Projective algorithms for solving complementarity problems

Caroline N. Haddad1 and George J. Habetler2

1Department of Mathematics, State University of New York at Geneseo, Geneseo 14454, NY, USA
2Department of Mathematical Sciences, Rensselaer Polytechnic Institute, Troy 12180, NY, USA

Received 16 February 2001

Copyright © 2002 Caroline N. Haddad and George J. Habetler. This is an open access article distributed under the Creative Commons Attribution License, which permits unrestricted use, distribution, and reproduction in any medium, provided the original work is properly cited.

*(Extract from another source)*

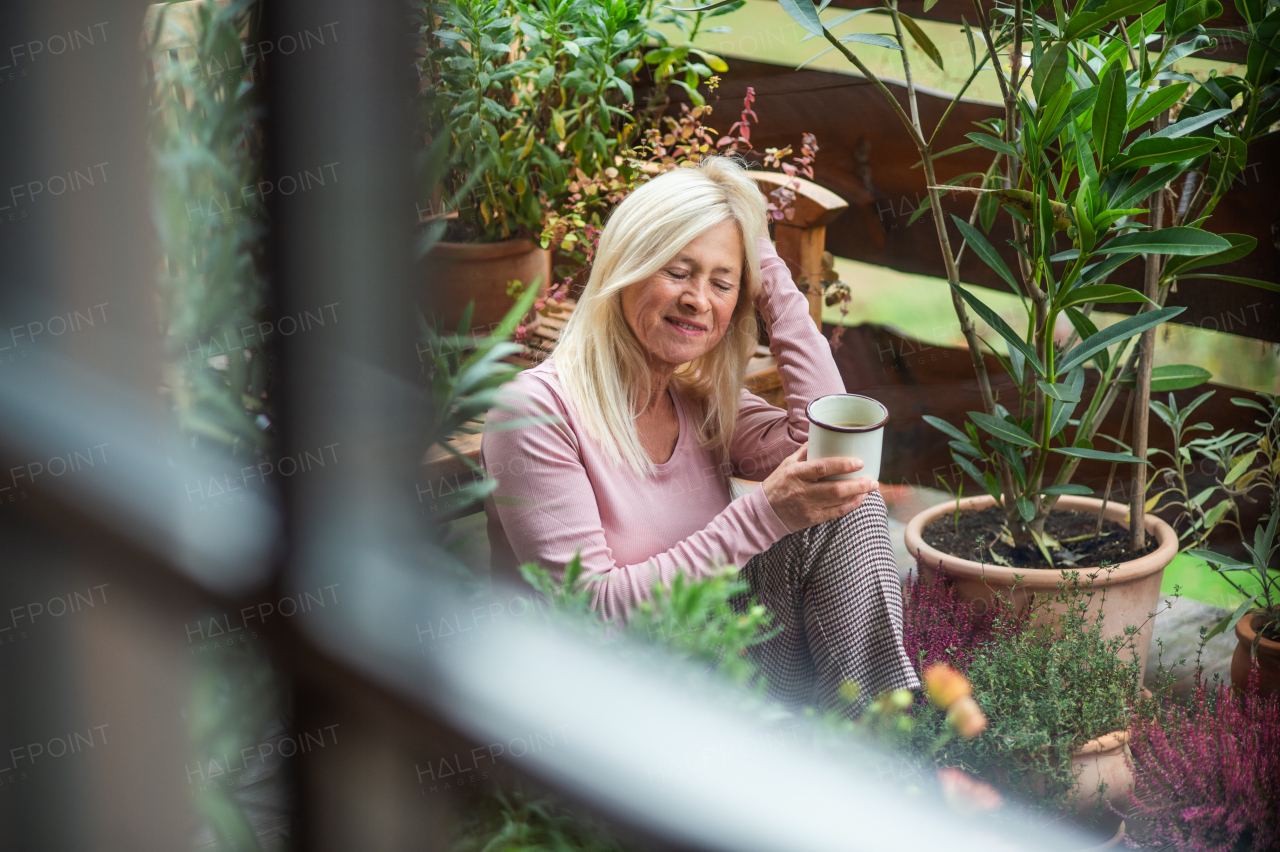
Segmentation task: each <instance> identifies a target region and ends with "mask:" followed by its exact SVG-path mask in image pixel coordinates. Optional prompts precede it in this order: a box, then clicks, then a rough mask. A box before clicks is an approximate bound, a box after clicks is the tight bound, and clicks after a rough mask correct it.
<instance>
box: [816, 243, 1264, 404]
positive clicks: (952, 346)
mask: <svg viewBox="0 0 1280 852" xmlns="http://www.w3.org/2000/svg"><path fill="white" fill-rule="evenodd" d="M836 270H837V271H838V272H840V278H841V279H842V280H844V281H845V283H846V284H849V288H850V290H851V293H852V301H851V302H850V304H849V313H847V316H844V317H842V316H841V313H840V311H838V310H833V308H827V311H826V312H824V313H823V320H824V321H827V322H833V324H842V325H859V324H863V322H876V324H879V325H891V326H893V327H896V329H899V330H900V331H904V333H905V334H906V335H908V336H911V338H915V339H919V340H923V342H924V343H929V344H933V345H948V347H963V345H964V338H963V336H961V334H960V324H959V322H956V317H955V311H954V308H952V307H951V296H950V292H948V289H947V283H946V281H945V280H943V279H940V278H929V276H927V275H910V274H908V272H899V271H896V270H892V269H887V267H884V266H876V265H873V264H863V262H859V261H852V260H847V258H844V257H837V258H836ZM1194 285H1196V284H1194V283H1188V284H1185V287H1194ZM973 290H974V292H977V293H978V294H980V297H982V299H983V301H984V302H987V304H989V306H991V307H992V308H993V310H995V311H996V312H997V313H1000V315H1001V317H1004V319H1005V321H1006V322H1009V324H1010V325H1011V326H1012V327H1015V329H1025V327H1027V313H1025V311H1024V310H1023V306H1021V299H1019V298H1018V297H1016V296H1014V294H1012V293H1002V292H998V290H989V289H987V288H984V287H974V288H973ZM1265 298H1266V294H1265V293H1263V292H1262V290H1258V302H1260V303H1261V302H1262V301H1263V299H1265ZM1247 311H1248V308H1247ZM1123 319H1124V315H1121V313H1103V312H1101V311H1097V312H1094V313H1093V320H1094V322H1097V325H1098V327H1100V329H1101V327H1106V326H1107V325H1111V324H1112V322H1117V321H1120V320H1123ZM1245 321H1248V322H1252V321H1253V317H1252V315H1248V313H1247V315H1245ZM1221 322H1222V324H1224V326H1225V325H1226V324H1229V322H1234V324H1235V325H1236V326H1238V327H1239V325H1240V320H1239V316H1236V317H1235V319H1234V320H1233V319H1230V317H1228V319H1222V320H1221ZM978 331H979V334H982V335H983V338H984V339H986V340H988V342H992V343H997V338H996V336H995V335H992V334H991V330H989V329H988V327H987V326H986V324H983V322H979V324H978ZM997 347H998V349H1000V352H1001V353H1004V352H1005V348H1004V345H1002V344H998V343H997ZM1166 363H1194V365H1199V366H1202V367H1204V368H1206V370H1208V371H1210V372H1212V374H1213V381H1216V383H1219V384H1224V385H1231V386H1233V388H1243V389H1247V390H1262V391H1266V393H1272V394H1274V393H1280V347H1276V344H1271V343H1263V342H1261V340H1251V339H1248V338H1242V336H1239V335H1235V334H1230V333H1226V331H1215V330H1213V329H1212V327H1196V326H1185V325H1178V324H1172V322H1170V324H1166V325H1165V326H1162V327H1161V329H1160V331H1157V336H1156V366H1160V365H1166Z"/></svg>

We present robust projective algorithms of the von Neumann type for the linear complementarity problem and for the generalized linear complementarity problem. The methods, an extension of Projections Onto Convex Sets (POCS) are applied to a class of problems consisting of finding the intersection of closed nonconvex sets. We give conditions under which convergence occurs (always in 2 dimensions, and in practice, in higher dimensions) when the matrices are P-matrices (though not necessarily symmetric or positive definite). We provide numerical results with comparisons to Projective Successive Over Relaxation (PSOR).